Does It Have a Place at Work?

A man shares juicy gossip with his coworker. Dimitri Otis / The Image Bank / Getty Images

Do the words "I heard it through the grapevine" conjure up memories of an old song, or maybe a television commercial featuring dancing raisins? For many of us it's also just another day at the office. Gossip is an unavoidable presence in all workplaces. But, is it always an unwelcome one?

Of course, damaging gossip—which spreads false information or is just mean—is unwelcome anywhere. Office gossip, though, can have it's place and can be beneficial.

That's right. I said beneficial. In many workplaces where information isn't very forthcoming the office grapevine is the only conduit for carrying important news. When that is the case, everyone can benefit from paying careful attention to the bits of data that trickle down it.

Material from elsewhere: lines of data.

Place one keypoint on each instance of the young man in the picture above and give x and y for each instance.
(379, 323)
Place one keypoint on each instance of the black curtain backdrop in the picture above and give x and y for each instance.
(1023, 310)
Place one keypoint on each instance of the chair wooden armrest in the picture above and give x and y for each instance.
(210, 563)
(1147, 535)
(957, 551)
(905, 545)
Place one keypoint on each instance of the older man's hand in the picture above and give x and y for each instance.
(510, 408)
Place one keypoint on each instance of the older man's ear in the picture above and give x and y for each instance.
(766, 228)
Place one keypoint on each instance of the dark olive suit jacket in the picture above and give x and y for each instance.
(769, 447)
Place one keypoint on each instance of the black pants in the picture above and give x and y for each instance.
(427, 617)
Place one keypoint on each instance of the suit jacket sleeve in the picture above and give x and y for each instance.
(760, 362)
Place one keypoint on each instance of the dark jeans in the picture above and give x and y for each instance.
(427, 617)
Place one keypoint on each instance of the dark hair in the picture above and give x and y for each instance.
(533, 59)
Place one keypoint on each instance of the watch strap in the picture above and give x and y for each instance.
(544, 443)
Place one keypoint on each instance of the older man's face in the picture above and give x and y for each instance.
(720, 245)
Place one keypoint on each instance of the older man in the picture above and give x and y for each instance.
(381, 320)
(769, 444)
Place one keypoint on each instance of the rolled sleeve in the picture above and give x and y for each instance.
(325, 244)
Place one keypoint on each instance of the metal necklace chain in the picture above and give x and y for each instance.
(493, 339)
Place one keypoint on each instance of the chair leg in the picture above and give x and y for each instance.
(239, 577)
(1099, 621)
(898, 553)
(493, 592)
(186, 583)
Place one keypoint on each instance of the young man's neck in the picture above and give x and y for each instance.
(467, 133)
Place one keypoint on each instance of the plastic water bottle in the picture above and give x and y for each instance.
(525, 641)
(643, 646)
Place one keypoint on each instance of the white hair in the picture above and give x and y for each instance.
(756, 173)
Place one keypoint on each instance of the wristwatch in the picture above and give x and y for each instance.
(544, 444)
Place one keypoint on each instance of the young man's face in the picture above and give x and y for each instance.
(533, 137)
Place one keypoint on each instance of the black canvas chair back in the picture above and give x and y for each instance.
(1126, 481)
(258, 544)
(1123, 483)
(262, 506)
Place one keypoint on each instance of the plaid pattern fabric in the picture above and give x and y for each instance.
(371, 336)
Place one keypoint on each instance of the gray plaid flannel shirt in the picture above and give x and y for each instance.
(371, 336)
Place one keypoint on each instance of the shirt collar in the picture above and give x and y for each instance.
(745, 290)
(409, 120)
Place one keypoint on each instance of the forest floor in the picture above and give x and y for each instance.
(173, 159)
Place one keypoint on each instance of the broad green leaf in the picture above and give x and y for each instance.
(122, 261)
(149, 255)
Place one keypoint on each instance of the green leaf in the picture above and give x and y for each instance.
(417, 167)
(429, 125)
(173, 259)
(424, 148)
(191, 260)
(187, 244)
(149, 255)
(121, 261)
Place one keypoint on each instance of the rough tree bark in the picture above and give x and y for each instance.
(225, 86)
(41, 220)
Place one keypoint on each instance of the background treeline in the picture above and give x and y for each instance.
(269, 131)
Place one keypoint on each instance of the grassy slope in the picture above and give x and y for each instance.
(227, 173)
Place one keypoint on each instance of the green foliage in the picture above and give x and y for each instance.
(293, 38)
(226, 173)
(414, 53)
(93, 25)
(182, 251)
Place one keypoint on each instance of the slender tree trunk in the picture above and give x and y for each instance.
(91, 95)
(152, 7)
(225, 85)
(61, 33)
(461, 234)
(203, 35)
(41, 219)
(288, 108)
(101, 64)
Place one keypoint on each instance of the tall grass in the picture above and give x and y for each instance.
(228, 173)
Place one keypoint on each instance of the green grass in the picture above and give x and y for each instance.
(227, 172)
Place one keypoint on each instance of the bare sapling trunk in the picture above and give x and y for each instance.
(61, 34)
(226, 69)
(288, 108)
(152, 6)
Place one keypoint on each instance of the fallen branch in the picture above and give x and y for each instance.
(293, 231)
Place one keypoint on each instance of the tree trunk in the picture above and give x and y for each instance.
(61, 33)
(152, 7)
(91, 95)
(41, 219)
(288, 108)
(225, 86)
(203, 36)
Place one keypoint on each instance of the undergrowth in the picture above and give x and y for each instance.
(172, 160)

How to Make the Grapevine Work for You

  • Realize That Everything You Hear Isn't True

Before you act on something you hear, confirm that it's true. A lot of what comes down the pike is downright false. And then there's the "telephone effect." Remember the children's game, telephone? You whisper something to the person next to you and then he or she whispers what he or she thinks you said to the next person, and so on. Then the last person in the chain says it aloud. The first person then repeats the original sentence which of course is quite different. Someone may have started off saying something that was true but by the time that information is spread, it has changed and no longer resembles the original statement, or it it does, it has been grossly distorted.

  • Contribute At Your Own Risk

You may pick up some interesting piece of information (remember don't share anything that can embarrass or harm someone) and be tempted to share it with your coworkers. Ask yourself "Where did the information originate and with whom? What are the chances that it is untrue?" Keep in mind the point made in the last section about a statement getting distorted as it passes from one person to another.

Even if something started off being true, by the time it gets to you, it may already not be, or there may be less truth to it.

  • Use the Grapevine to Your Advantage

Listen to everything you hear. Ignore that which isn't helpful. Try to differentiate the truth from the lies. Share only what you know is true and won't cause anyone undue harm. Since the grapevine may make you aware of information you wouldn't have otherwise been privy to, you can use it to take action or make decisions. Let's say, for example, you hear that one of your coworkers may be leaving, vacating a position you would love to have. You can start planning your strategy immediately. First make sure that the right people know you want to apply for this job when it becomes available. Make sure, first, that you aren't letting your departing coworker's boss in on news he or she isn't ready to share. Start making your case for why you are right for this job. Then get your resume ready and brush up on your interviewing skills. 

The grapevine may be where you first hear rumors that your employer is in financial trouble. Perhaps they are making plans to close or downsize. You can start preparing for what you will do if you are laid off.